As those who follow this blog mostly know, in addition to being a Soto Zen priest and teacher I am an ordained Unitarian Universalist minister. I served UU congregations for a quarter of a century. Some thirty years back when I was in seminary I attended a presentation on getting one of those parish minister jobs and vividly recall a speaker explaining some statistics. The only person who would have a harder time finding a position than an unattached gay man was a young person. As among the hard requirements was an undergraduate degree followed by three years of seminary we mean someone in their late twenties or early thirties. (And for those who care being an unattached gay man is no longer a disability, near as I can tell, in obtaining a call to a UU parish.)
Digging in a bit deeper, at that time it was felt by many, particularly those charged with finding a minister for their church, that a younger person couldn’t sit helpfully with someone dealing with the death of their spouse or was perhaps themselves facing something as precarious as a diagnosis of dementia. Those big things. Those terrible things. Genuine questions. Hard questions. And, I admit, myself, how it can be extremely hard to be fully present to someone in the hardest moments of their lives if you, the minister, hasn’t had both an experience of terrible loss one way or another and then has lived with it for some time. Hard. Not impossible. But hard.
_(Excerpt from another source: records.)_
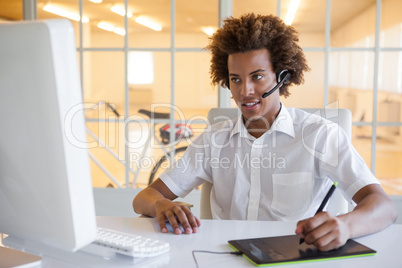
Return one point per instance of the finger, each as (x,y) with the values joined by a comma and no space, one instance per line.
(314,222)
(300,227)
(193,221)
(329,242)
(162,223)
(171,217)
(184,215)
(317,236)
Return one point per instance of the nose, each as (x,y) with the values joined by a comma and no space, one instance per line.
(247,89)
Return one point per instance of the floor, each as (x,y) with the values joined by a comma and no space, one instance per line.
(388,166)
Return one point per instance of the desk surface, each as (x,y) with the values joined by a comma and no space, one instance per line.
(213,236)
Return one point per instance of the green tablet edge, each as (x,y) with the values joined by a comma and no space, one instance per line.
(305,261)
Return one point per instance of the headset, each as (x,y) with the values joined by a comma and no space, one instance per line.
(282,77)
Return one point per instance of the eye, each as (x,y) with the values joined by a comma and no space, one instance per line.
(235,80)
(257,76)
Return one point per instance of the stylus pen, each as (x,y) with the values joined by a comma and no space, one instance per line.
(324,203)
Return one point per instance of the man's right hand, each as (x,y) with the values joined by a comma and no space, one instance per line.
(156,201)
(176,214)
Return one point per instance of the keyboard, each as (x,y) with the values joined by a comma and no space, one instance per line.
(126,244)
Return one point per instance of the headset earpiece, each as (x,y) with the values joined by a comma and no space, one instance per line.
(283,75)
(227,84)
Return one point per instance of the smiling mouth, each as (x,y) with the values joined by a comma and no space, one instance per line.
(250,105)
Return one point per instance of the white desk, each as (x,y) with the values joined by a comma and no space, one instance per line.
(213,235)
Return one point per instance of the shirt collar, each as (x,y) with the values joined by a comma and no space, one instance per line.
(283,123)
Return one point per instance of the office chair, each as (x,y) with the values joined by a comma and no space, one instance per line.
(343,117)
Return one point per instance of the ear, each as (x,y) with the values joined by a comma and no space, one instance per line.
(227,84)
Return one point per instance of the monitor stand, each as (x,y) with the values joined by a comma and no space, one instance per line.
(84,257)
(15,258)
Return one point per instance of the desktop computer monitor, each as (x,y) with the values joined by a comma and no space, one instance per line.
(46,194)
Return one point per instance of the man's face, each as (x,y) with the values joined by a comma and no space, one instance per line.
(251,75)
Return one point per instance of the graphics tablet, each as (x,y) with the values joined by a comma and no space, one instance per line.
(269,251)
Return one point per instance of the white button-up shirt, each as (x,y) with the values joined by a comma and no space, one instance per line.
(282,175)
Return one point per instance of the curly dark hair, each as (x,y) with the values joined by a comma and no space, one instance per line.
(252,32)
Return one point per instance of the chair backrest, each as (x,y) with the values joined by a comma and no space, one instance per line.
(343,117)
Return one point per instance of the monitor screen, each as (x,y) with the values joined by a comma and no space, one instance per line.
(45,185)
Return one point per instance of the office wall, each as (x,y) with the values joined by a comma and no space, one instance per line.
(104,72)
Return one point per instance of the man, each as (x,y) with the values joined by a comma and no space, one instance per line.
(258,163)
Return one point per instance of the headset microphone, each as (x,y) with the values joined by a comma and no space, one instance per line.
(282,78)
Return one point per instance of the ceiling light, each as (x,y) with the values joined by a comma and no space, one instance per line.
(64,13)
(111,28)
(119,31)
(106,26)
(148,23)
(294,4)
(121,11)
(209,30)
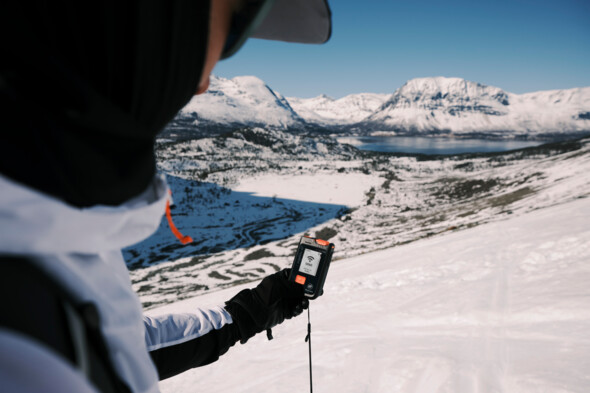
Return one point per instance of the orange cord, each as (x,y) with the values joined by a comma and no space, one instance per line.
(183,239)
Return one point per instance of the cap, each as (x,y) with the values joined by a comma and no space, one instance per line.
(302,21)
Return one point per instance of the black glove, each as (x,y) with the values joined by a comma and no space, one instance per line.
(269,304)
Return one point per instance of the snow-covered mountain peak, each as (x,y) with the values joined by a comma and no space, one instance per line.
(457,106)
(450,89)
(346,110)
(243,100)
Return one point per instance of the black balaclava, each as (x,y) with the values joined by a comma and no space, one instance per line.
(86,87)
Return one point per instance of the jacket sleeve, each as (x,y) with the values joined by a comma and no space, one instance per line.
(178,342)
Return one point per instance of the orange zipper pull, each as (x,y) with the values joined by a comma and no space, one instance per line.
(183,239)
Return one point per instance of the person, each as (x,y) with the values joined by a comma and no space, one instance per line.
(84,90)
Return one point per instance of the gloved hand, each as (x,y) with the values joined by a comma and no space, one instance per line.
(269,304)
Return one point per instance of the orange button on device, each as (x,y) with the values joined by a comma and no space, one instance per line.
(300,280)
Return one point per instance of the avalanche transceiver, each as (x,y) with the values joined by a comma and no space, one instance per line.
(311,264)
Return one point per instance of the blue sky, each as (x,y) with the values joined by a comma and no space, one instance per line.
(376,45)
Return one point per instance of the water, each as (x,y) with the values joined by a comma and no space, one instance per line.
(413,145)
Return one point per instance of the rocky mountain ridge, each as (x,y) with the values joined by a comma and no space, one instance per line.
(422,106)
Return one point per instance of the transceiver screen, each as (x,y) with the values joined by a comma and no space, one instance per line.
(310,262)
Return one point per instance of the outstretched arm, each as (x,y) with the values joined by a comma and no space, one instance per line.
(178,342)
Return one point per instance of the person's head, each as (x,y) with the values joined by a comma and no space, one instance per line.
(233,21)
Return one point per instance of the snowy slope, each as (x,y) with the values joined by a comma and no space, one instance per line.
(502,307)
(346,110)
(243,100)
(457,106)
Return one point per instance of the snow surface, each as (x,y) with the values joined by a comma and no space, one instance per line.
(340,189)
(501,307)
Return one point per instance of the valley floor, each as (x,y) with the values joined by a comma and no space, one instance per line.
(501,307)
(247,197)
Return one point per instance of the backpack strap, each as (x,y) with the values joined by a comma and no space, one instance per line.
(33,304)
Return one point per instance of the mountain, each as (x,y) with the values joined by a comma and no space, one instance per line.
(457,106)
(422,106)
(347,110)
(237,102)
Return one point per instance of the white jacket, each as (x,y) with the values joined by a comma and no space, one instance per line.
(81,249)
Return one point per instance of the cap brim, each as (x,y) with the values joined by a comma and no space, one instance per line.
(302,21)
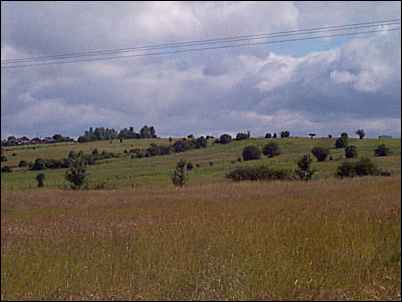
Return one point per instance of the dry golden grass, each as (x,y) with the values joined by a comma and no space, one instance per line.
(328,239)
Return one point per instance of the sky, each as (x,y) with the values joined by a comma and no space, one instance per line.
(324,86)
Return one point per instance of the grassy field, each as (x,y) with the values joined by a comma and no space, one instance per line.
(125,172)
(141,238)
(326,239)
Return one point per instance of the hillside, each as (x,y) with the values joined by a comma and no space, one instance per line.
(133,172)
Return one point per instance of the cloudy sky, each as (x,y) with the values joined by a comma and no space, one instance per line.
(323,86)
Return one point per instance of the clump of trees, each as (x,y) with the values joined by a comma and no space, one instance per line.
(350,151)
(285,134)
(304,170)
(259,173)
(102,133)
(320,153)
(382,150)
(271,149)
(179,177)
(241,136)
(40,178)
(251,153)
(362,167)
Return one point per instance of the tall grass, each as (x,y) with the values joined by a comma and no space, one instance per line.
(280,240)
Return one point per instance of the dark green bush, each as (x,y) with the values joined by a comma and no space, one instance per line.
(259,173)
(251,153)
(362,167)
(341,142)
(77,175)
(351,151)
(179,177)
(40,178)
(382,150)
(271,149)
(320,153)
(225,139)
(22,164)
(304,170)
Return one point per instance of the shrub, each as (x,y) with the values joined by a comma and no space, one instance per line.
(271,149)
(362,167)
(77,175)
(259,173)
(304,170)
(40,178)
(351,151)
(382,150)
(320,153)
(251,153)
(361,133)
(39,164)
(285,134)
(22,164)
(241,136)
(201,142)
(6,169)
(225,139)
(179,177)
(341,142)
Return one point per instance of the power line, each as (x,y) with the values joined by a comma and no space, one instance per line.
(237,38)
(205,48)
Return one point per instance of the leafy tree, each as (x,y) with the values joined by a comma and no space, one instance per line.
(320,153)
(285,134)
(201,142)
(225,139)
(350,151)
(39,164)
(22,164)
(341,142)
(179,177)
(251,153)
(40,178)
(382,150)
(190,166)
(304,169)
(361,133)
(77,175)
(271,149)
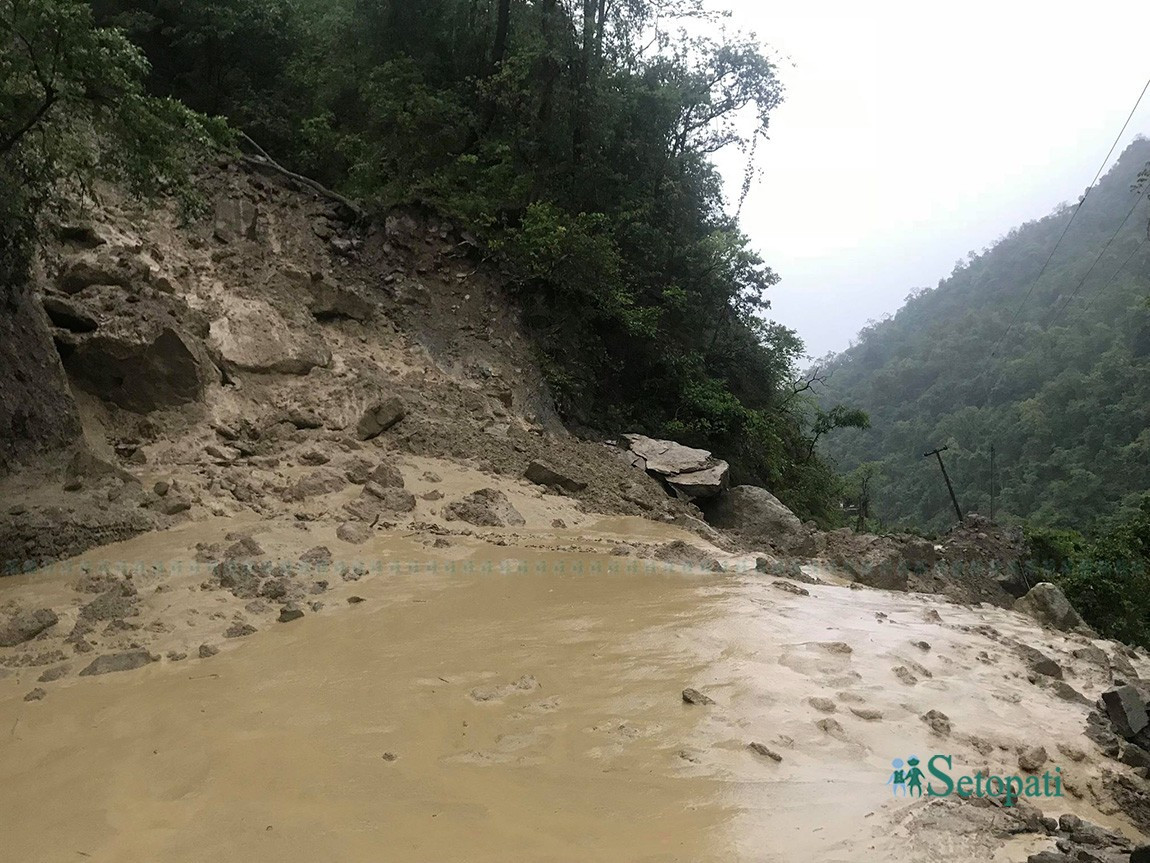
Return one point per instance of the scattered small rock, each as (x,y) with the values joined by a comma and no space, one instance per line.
(110,663)
(937,720)
(1032,760)
(761,749)
(288,615)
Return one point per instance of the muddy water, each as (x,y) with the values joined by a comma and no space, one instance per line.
(531,712)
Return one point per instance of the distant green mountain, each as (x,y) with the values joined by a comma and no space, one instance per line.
(1062,392)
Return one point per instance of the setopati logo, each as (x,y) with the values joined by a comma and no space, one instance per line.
(907,779)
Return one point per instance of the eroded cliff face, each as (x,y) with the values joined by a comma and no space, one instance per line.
(37,412)
(217,356)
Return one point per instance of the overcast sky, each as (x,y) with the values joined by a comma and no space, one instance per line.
(914,132)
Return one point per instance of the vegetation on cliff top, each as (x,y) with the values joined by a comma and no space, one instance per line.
(1051,372)
(574,138)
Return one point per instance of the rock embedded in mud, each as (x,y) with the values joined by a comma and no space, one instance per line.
(937,720)
(380,417)
(1039,662)
(27,625)
(764,750)
(53,674)
(544,474)
(788,587)
(1048,604)
(321,481)
(286,615)
(252,336)
(683,555)
(485,508)
(244,547)
(354,533)
(1126,710)
(317,557)
(386,475)
(110,663)
(1032,760)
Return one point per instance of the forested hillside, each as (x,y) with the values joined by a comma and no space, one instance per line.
(1052,373)
(574,139)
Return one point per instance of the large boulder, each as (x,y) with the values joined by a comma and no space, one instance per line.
(691,473)
(544,474)
(757,517)
(485,508)
(143,368)
(235,219)
(254,337)
(380,417)
(1049,605)
(25,625)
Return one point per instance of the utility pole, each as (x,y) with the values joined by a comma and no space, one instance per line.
(937,453)
(991,482)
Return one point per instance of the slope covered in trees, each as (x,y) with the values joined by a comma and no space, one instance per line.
(573,137)
(1050,366)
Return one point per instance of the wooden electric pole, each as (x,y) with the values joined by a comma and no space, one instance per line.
(937,453)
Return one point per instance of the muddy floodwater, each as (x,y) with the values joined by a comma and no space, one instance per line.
(530,710)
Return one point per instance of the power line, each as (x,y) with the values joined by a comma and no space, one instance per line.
(1113,275)
(1002,367)
(1018,311)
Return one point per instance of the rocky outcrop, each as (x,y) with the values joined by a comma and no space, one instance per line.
(689,472)
(380,417)
(485,508)
(760,519)
(544,474)
(1049,605)
(25,625)
(252,336)
(37,411)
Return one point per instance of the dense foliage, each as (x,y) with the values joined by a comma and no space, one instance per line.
(1106,578)
(574,137)
(1063,396)
(73,109)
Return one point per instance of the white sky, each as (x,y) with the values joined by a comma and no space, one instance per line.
(914,132)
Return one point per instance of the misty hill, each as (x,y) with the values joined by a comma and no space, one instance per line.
(1062,391)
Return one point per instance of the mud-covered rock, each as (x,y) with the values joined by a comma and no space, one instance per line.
(1126,709)
(691,473)
(757,517)
(25,625)
(354,533)
(380,417)
(110,663)
(252,336)
(542,473)
(1049,605)
(485,508)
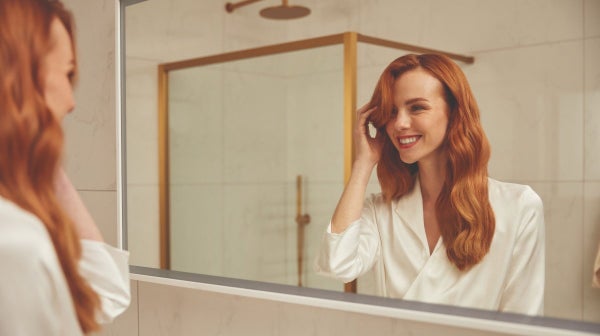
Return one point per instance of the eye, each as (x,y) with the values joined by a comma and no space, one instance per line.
(417,108)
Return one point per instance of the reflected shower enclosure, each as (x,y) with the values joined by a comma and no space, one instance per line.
(255,148)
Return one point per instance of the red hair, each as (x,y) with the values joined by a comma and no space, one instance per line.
(463,208)
(31,138)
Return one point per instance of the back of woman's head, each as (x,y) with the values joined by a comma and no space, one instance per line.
(31,137)
(464,213)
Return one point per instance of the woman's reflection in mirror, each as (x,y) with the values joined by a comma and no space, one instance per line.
(441,231)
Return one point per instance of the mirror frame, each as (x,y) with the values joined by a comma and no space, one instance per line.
(491,321)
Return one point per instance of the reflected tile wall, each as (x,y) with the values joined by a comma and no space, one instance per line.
(253,227)
(254,146)
(197,230)
(592,106)
(143,225)
(488,25)
(127,323)
(564,228)
(166,310)
(314,127)
(532,111)
(102,205)
(196,133)
(166,31)
(591,18)
(591,245)
(90,140)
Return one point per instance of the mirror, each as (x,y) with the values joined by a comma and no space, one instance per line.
(533,113)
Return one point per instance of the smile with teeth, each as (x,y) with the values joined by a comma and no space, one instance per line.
(408,140)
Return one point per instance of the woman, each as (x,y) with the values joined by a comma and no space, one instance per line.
(58,276)
(441,231)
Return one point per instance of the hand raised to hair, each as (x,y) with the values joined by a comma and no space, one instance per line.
(367,148)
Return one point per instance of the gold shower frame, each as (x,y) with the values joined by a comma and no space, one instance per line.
(348,39)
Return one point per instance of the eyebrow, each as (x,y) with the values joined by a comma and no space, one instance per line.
(415,100)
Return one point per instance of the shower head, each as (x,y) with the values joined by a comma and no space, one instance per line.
(284,12)
(281,12)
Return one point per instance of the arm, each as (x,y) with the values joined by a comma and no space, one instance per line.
(103,266)
(368,152)
(350,245)
(596,277)
(524,290)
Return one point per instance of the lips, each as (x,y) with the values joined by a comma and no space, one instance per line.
(408,141)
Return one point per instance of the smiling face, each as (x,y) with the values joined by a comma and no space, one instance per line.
(58,72)
(420,119)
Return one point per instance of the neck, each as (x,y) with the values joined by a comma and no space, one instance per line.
(431,179)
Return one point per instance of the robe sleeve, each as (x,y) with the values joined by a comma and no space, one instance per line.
(347,255)
(106,269)
(524,289)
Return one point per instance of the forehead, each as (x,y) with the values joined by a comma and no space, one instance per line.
(417,83)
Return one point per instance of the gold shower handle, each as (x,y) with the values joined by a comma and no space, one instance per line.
(301,221)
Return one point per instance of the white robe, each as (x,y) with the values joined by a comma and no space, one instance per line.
(34,295)
(390,240)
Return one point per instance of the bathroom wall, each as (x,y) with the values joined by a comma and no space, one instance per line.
(559,40)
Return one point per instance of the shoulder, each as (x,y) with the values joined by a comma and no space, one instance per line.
(24,239)
(516,203)
(513,194)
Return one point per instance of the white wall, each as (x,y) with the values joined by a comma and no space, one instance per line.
(559,40)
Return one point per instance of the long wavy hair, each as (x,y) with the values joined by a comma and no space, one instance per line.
(31,138)
(463,209)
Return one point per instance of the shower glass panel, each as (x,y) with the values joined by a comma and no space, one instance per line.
(239,134)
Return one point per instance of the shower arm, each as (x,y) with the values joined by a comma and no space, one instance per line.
(301,220)
(230,7)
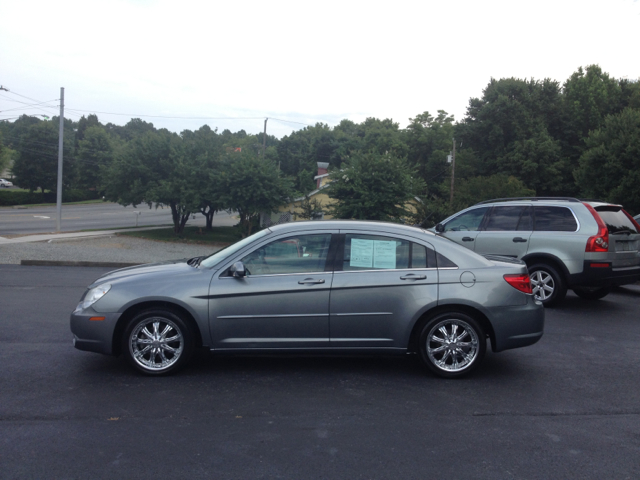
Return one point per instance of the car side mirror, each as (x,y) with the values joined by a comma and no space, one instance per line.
(238,270)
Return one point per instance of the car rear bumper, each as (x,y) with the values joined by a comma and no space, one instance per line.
(92,331)
(602,274)
(517,326)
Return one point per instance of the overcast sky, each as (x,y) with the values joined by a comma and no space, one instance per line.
(237,62)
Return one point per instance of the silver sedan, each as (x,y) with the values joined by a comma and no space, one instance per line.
(315,287)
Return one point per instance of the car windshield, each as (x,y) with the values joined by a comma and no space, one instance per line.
(220,255)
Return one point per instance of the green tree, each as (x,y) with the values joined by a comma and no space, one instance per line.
(152,169)
(429,141)
(204,148)
(373,186)
(310,208)
(37,164)
(510,129)
(477,189)
(250,185)
(610,166)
Similarly, I suspect, how does one guide people on the great Zen way without similarly having lived into the matter over years? Not just mastered the disciplines. Not just having had those mysterious experiences of opening the heart. But who has experienced that mysterious marinade over many years…
Genuine question. Authentic question.
And, returning to my young colleague. She has actually told me that her beginning to teach is all my fault. I did tell her she should be stepping out and up and doing it. In my view she should. She has a lot to offer. I see wisdom in her. Is it all put together nicely? No. But, then that’s true of everyone I know. And, I know its true of me. We’re all mixed bags.
There was a Zen worthy, I forget in the moment who, who announced at some point that he was ready to teach a greybeard the nuances of the great way and to listen humbly to a child of five if that child had something to teach.
I think this can be found in a young teacher and in an old teacher. And it is as elusive as can be for people of any age. Maybe a younger person isn’t the right thing for some questions. Maybe an older person isn’t the right person for some questions.
But can someone with the title teach and guide the important things of the Zen way. Having some feel for the mysteries of Zen meditation is critical. Knowing the supporting practices is powerful. If a priest, offering the sacramental practices is something I’m finding ever more important to me.
Some knowledge of the way. A lot of compassion. Some skill in sharing the details. Knowing a little of the byways of the heart.
Find someone with those characteristics, young or old, be happy, you’ve found a Zen teacher.